Although he says Peterson intends to release the whole interview on his own podcast, so far, I haven't seen it. (If someone knows where it is, please let me know!)
Bp Barron calls Peterson a "bridge figure" from materialistic secularism to religion. I would say that Peterson goes somewhat farther than that -- I certainly wish I'd had him as an undergraduate professor, although I don't think he would have existed in the intellectual climate of that time. He is a leading figure in the so-called "intellectual dark web", which includes an unserious atheist, Sam Harris, but also other figures like Carl Benjamin who, although we might say they are sentimentally materialist, are sufficiently if unconsciously rationalist that they can approach Aristotelian and even Thomistic conclusions.

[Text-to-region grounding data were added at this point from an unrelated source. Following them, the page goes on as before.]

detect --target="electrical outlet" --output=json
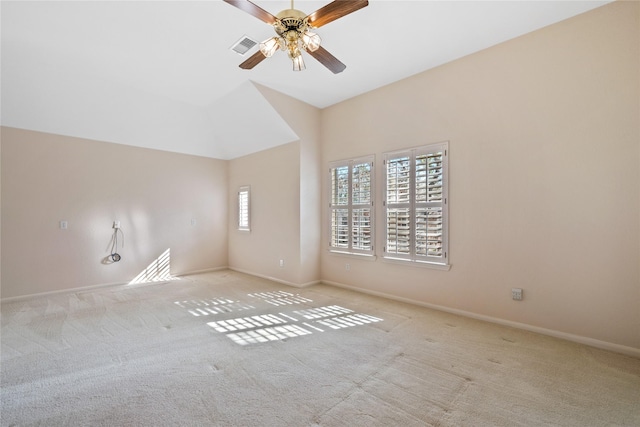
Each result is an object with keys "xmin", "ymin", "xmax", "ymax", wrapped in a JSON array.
[
  {"xmin": 512, "ymin": 288, "xmax": 523, "ymax": 301},
  {"xmin": 345, "ymin": 263, "xmax": 350, "ymax": 271},
  {"xmin": 279, "ymin": 259, "xmax": 284, "ymax": 268},
  {"xmin": 113, "ymin": 221, "xmax": 120, "ymax": 229},
  {"xmin": 191, "ymin": 218, "xmax": 197, "ymax": 226},
  {"xmin": 59, "ymin": 220, "xmax": 68, "ymax": 230}
]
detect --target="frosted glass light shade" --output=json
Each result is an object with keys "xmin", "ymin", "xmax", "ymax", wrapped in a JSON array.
[
  {"xmin": 292, "ymin": 53, "xmax": 305, "ymax": 71},
  {"xmin": 259, "ymin": 37, "xmax": 280, "ymax": 57},
  {"xmin": 302, "ymin": 31, "xmax": 321, "ymax": 52}
]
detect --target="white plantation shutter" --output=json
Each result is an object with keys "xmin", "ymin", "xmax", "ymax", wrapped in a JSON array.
[
  {"xmin": 385, "ymin": 156, "xmax": 411, "ymax": 257},
  {"xmin": 238, "ymin": 186, "xmax": 250, "ymax": 231},
  {"xmin": 384, "ymin": 143, "xmax": 448, "ymax": 264},
  {"xmin": 330, "ymin": 165, "xmax": 349, "ymax": 248},
  {"xmin": 329, "ymin": 156, "xmax": 374, "ymax": 255}
]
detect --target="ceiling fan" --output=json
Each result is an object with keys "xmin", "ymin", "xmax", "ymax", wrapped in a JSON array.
[{"xmin": 223, "ymin": 0, "xmax": 369, "ymax": 73}]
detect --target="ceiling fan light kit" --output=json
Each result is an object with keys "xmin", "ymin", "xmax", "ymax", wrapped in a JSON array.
[
  {"xmin": 292, "ymin": 52, "xmax": 305, "ymax": 71},
  {"xmin": 259, "ymin": 37, "xmax": 280, "ymax": 57},
  {"xmin": 224, "ymin": 0, "xmax": 369, "ymax": 74}
]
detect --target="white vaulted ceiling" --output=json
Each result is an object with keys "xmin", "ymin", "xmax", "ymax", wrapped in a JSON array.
[{"xmin": 1, "ymin": 0, "xmax": 612, "ymax": 159}]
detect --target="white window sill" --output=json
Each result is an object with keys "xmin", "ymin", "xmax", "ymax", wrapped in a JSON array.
[
  {"xmin": 382, "ymin": 256, "xmax": 451, "ymax": 271},
  {"xmin": 327, "ymin": 250, "xmax": 377, "ymax": 262}
]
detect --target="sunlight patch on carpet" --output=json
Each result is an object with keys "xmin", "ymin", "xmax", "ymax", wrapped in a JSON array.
[
  {"xmin": 174, "ymin": 298, "xmax": 255, "ymax": 317},
  {"xmin": 294, "ymin": 305, "xmax": 354, "ymax": 319},
  {"xmin": 247, "ymin": 291, "xmax": 313, "ymax": 306},
  {"xmin": 129, "ymin": 248, "xmax": 179, "ymax": 285},
  {"xmin": 173, "ymin": 290, "xmax": 384, "ymax": 346},
  {"xmin": 226, "ymin": 324, "xmax": 313, "ymax": 345},
  {"xmin": 201, "ymin": 299, "xmax": 383, "ymax": 345},
  {"xmin": 207, "ymin": 314, "xmax": 290, "ymax": 333}
]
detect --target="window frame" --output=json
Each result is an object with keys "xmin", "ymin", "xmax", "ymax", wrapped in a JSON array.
[
  {"xmin": 328, "ymin": 155, "xmax": 375, "ymax": 256},
  {"xmin": 238, "ymin": 185, "xmax": 251, "ymax": 232},
  {"xmin": 383, "ymin": 142, "xmax": 449, "ymax": 266}
]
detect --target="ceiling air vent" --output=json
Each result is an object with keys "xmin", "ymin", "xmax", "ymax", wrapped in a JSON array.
[{"xmin": 230, "ymin": 35, "xmax": 258, "ymax": 56}]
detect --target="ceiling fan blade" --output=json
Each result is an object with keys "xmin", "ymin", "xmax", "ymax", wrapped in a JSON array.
[
  {"xmin": 307, "ymin": 46, "xmax": 346, "ymax": 74},
  {"xmin": 223, "ymin": 0, "xmax": 277, "ymax": 25},
  {"xmin": 306, "ymin": 0, "xmax": 369, "ymax": 28},
  {"xmin": 239, "ymin": 50, "xmax": 267, "ymax": 70}
]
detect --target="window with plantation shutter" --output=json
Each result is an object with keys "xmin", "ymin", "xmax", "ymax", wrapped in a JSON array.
[
  {"xmin": 384, "ymin": 143, "xmax": 448, "ymax": 265},
  {"xmin": 329, "ymin": 156, "xmax": 374, "ymax": 255},
  {"xmin": 238, "ymin": 186, "xmax": 250, "ymax": 231}
]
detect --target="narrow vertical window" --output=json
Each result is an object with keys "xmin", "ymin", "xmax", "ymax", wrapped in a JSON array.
[
  {"xmin": 329, "ymin": 156, "xmax": 374, "ymax": 255},
  {"xmin": 384, "ymin": 142, "xmax": 448, "ymax": 265},
  {"xmin": 238, "ymin": 186, "xmax": 250, "ymax": 231}
]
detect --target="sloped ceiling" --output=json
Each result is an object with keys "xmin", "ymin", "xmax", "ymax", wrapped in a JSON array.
[
  {"xmin": 208, "ymin": 81, "xmax": 299, "ymax": 159},
  {"xmin": 0, "ymin": 1, "xmax": 612, "ymax": 160}
]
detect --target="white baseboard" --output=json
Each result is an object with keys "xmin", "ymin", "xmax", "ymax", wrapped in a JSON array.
[
  {"xmin": 1, "ymin": 280, "xmax": 130, "ymax": 303},
  {"xmin": 322, "ymin": 279, "xmax": 640, "ymax": 359},
  {"xmin": 175, "ymin": 266, "xmax": 228, "ymax": 277},
  {"xmin": 1, "ymin": 266, "xmax": 229, "ymax": 303},
  {"xmin": 228, "ymin": 267, "xmax": 320, "ymax": 288}
]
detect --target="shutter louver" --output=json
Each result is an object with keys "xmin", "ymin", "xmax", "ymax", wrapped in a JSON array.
[
  {"xmin": 415, "ymin": 151, "xmax": 444, "ymax": 259},
  {"xmin": 384, "ymin": 144, "xmax": 447, "ymax": 264},
  {"xmin": 427, "ymin": 207, "xmax": 443, "ymax": 257},
  {"xmin": 332, "ymin": 166, "xmax": 349, "ymax": 206},
  {"xmin": 386, "ymin": 157, "xmax": 411, "ymax": 204},
  {"xmin": 386, "ymin": 208, "xmax": 410, "ymax": 255},
  {"xmin": 331, "ymin": 209, "xmax": 349, "ymax": 248},
  {"xmin": 426, "ymin": 153, "xmax": 443, "ymax": 202},
  {"xmin": 352, "ymin": 163, "xmax": 371, "ymax": 205},
  {"xmin": 238, "ymin": 187, "xmax": 250, "ymax": 231},
  {"xmin": 352, "ymin": 208, "xmax": 371, "ymax": 250},
  {"xmin": 385, "ymin": 153, "xmax": 412, "ymax": 259},
  {"xmin": 351, "ymin": 162, "xmax": 372, "ymax": 251},
  {"xmin": 329, "ymin": 157, "xmax": 374, "ymax": 255},
  {"xmin": 416, "ymin": 207, "xmax": 443, "ymax": 257}
]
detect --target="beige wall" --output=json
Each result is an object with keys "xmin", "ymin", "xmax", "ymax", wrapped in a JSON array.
[
  {"xmin": 1, "ymin": 127, "xmax": 228, "ymax": 298},
  {"xmin": 320, "ymin": 1, "xmax": 640, "ymax": 350},
  {"xmin": 256, "ymin": 84, "xmax": 322, "ymax": 285},
  {"xmin": 228, "ymin": 86, "xmax": 322, "ymax": 287},
  {"xmin": 228, "ymin": 142, "xmax": 302, "ymax": 284}
]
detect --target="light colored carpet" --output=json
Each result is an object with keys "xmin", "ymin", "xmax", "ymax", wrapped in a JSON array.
[{"xmin": 1, "ymin": 270, "xmax": 639, "ymax": 426}]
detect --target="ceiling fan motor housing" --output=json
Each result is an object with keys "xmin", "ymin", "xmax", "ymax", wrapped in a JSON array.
[
  {"xmin": 275, "ymin": 9, "xmax": 310, "ymax": 36},
  {"xmin": 275, "ymin": 8, "xmax": 307, "ymax": 22},
  {"xmin": 274, "ymin": 9, "xmax": 315, "ymax": 59}
]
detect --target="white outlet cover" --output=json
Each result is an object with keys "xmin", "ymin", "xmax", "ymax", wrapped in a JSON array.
[{"xmin": 512, "ymin": 288, "xmax": 523, "ymax": 300}]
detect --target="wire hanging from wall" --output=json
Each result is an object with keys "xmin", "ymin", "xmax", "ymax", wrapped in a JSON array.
[{"xmin": 110, "ymin": 225, "xmax": 124, "ymax": 262}]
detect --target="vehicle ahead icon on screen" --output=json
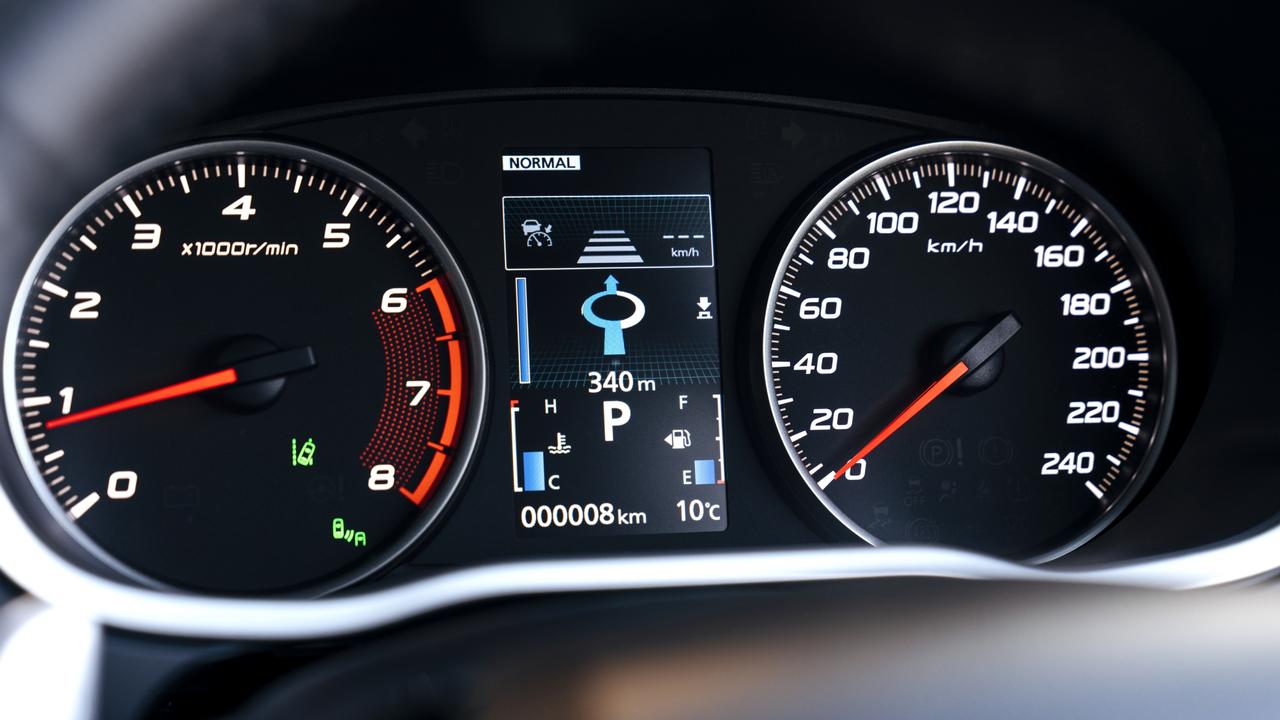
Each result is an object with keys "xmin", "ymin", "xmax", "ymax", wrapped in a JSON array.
[{"xmin": 521, "ymin": 219, "xmax": 553, "ymax": 247}]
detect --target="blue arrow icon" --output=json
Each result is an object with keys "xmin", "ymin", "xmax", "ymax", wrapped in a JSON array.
[{"xmin": 581, "ymin": 276, "xmax": 646, "ymax": 356}]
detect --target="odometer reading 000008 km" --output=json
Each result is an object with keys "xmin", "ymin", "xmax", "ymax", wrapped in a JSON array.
[
  {"xmin": 4, "ymin": 140, "xmax": 484, "ymax": 595},
  {"xmin": 762, "ymin": 141, "xmax": 1174, "ymax": 560}
]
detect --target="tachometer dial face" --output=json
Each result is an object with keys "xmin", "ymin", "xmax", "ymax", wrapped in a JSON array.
[
  {"xmin": 762, "ymin": 141, "xmax": 1174, "ymax": 560},
  {"xmin": 4, "ymin": 140, "xmax": 486, "ymax": 595}
]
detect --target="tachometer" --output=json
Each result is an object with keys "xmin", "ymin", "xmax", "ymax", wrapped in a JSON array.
[
  {"xmin": 3, "ymin": 140, "xmax": 486, "ymax": 594},
  {"xmin": 761, "ymin": 141, "xmax": 1174, "ymax": 560}
]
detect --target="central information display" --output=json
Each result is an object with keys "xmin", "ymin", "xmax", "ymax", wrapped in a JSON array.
[{"xmin": 502, "ymin": 148, "xmax": 727, "ymax": 536}]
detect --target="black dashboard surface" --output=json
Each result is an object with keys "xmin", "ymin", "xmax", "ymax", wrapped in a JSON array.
[
  {"xmin": 60, "ymin": 86, "xmax": 1231, "ymax": 588},
  {"xmin": 2, "ymin": 2, "xmax": 1278, "ymax": 718},
  {"xmin": 3, "ymin": 0, "xmax": 1276, "ymax": 597}
]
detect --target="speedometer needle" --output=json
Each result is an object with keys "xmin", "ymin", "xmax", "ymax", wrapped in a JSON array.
[
  {"xmin": 825, "ymin": 313, "xmax": 1022, "ymax": 488},
  {"xmin": 44, "ymin": 346, "xmax": 316, "ymax": 429}
]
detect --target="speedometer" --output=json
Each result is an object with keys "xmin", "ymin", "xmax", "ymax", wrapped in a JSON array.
[
  {"xmin": 760, "ymin": 141, "xmax": 1174, "ymax": 560},
  {"xmin": 4, "ymin": 140, "xmax": 485, "ymax": 595}
]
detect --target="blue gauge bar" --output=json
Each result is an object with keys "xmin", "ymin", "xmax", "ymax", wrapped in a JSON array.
[
  {"xmin": 515, "ymin": 276, "xmax": 531, "ymax": 384},
  {"xmin": 522, "ymin": 451, "xmax": 546, "ymax": 492}
]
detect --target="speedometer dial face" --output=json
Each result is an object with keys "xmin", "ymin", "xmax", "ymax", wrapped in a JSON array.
[
  {"xmin": 762, "ymin": 141, "xmax": 1174, "ymax": 560},
  {"xmin": 4, "ymin": 140, "xmax": 485, "ymax": 595}
]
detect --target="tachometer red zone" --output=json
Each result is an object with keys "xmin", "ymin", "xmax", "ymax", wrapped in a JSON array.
[{"xmin": 362, "ymin": 277, "xmax": 467, "ymax": 506}]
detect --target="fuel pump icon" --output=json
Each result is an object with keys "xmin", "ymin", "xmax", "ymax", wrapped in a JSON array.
[{"xmin": 581, "ymin": 275, "xmax": 645, "ymax": 356}]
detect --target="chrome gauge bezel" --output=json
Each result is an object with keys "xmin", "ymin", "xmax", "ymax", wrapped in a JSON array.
[
  {"xmin": 758, "ymin": 140, "xmax": 1177, "ymax": 562},
  {"xmin": 1, "ymin": 138, "xmax": 491, "ymax": 596}
]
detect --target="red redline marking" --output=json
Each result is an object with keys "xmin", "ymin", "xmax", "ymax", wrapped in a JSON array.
[
  {"xmin": 399, "ymin": 451, "xmax": 448, "ymax": 506},
  {"xmin": 435, "ymin": 334, "xmax": 455, "ymax": 342},
  {"xmin": 438, "ymin": 340, "xmax": 463, "ymax": 447},
  {"xmin": 45, "ymin": 368, "xmax": 238, "ymax": 429},
  {"xmin": 834, "ymin": 361, "xmax": 969, "ymax": 477},
  {"xmin": 416, "ymin": 278, "xmax": 456, "ymax": 334},
  {"xmin": 448, "ymin": 340, "xmax": 462, "ymax": 392}
]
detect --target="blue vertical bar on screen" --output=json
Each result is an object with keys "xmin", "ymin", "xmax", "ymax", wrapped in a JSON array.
[
  {"xmin": 516, "ymin": 277, "xmax": 531, "ymax": 384},
  {"xmin": 694, "ymin": 459, "xmax": 717, "ymax": 485},
  {"xmin": 522, "ymin": 451, "xmax": 546, "ymax": 491}
]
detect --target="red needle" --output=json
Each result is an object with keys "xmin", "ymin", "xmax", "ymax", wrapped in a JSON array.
[
  {"xmin": 45, "ymin": 369, "xmax": 238, "ymax": 429},
  {"xmin": 833, "ymin": 361, "xmax": 969, "ymax": 479},
  {"xmin": 826, "ymin": 313, "xmax": 1023, "ymax": 488},
  {"xmin": 43, "ymin": 346, "xmax": 317, "ymax": 430}
]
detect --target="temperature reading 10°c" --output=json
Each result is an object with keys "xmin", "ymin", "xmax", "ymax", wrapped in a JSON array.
[{"xmin": 676, "ymin": 498, "xmax": 723, "ymax": 523}]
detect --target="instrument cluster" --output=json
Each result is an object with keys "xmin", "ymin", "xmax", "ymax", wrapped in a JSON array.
[{"xmin": 0, "ymin": 92, "xmax": 1238, "ymax": 597}]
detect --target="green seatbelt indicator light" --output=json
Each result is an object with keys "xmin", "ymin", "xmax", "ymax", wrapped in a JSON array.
[
  {"xmin": 291, "ymin": 437, "xmax": 316, "ymax": 467},
  {"xmin": 331, "ymin": 517, "xmax": 367, "ymax": 547}
]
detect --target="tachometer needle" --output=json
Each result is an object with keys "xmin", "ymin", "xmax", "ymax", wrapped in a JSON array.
[
  {"xmin": 824, "ymin": 313, "xmax": 1022, "ymax": 488},
  {"xmin": 45, "ymin": 346, "xmax": 316, "ymax": 429}
]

Prompted by Barron to outline his views on religious belief, Peterson says, starting at about 5:35
I didn't really feel that I had the moral right to make a claim about belief in God -- I mean, that's not a trivial thing to, to, let's say, proclaim, you know, because it's not really a matter of stating in some verbal manner that I am willing to agree semantically with a set of doctrines. It means that you have to live -- you have to commit to living a certain way, and the demand of that life is so stringent and so all-consuming, and you're so unlikely to live up to it, that to make the claim that you believe, I think is a -- to me, it smacks of a kind of -- I mean, I understand why people do it, and this isn't a criticism of people's statement of faith, but for me, the critical element of belief is the action and the requirements of Christianity are so incredibly demanding that I don't see how you can proclaim yourself a believer without being terrified of immediately being struck down by lightning or some cosmic. . .This is somewhere at the threshold of Thomism, and in what I currently wish I might have had as an undergraduate curriculum, a Peterson-like figure would express a set of secularist dilemmas (like the one that's driven Peterson's career, the problem of 20th-century mass murder), with an Aristotelian-Thomistic rationalism gradually inserted.
The answer to the dilemma Peterson poses here, and it's a real dilemma, and something that remains a dilemma in a conventionally secularist academic environment like Peterson's (where he, let's face it, is not comfortable), is divine mercy and divine grace.
I would imagine that could be covered later in the undergraduate curriculum. But I often come back to Peterson's YouTubes.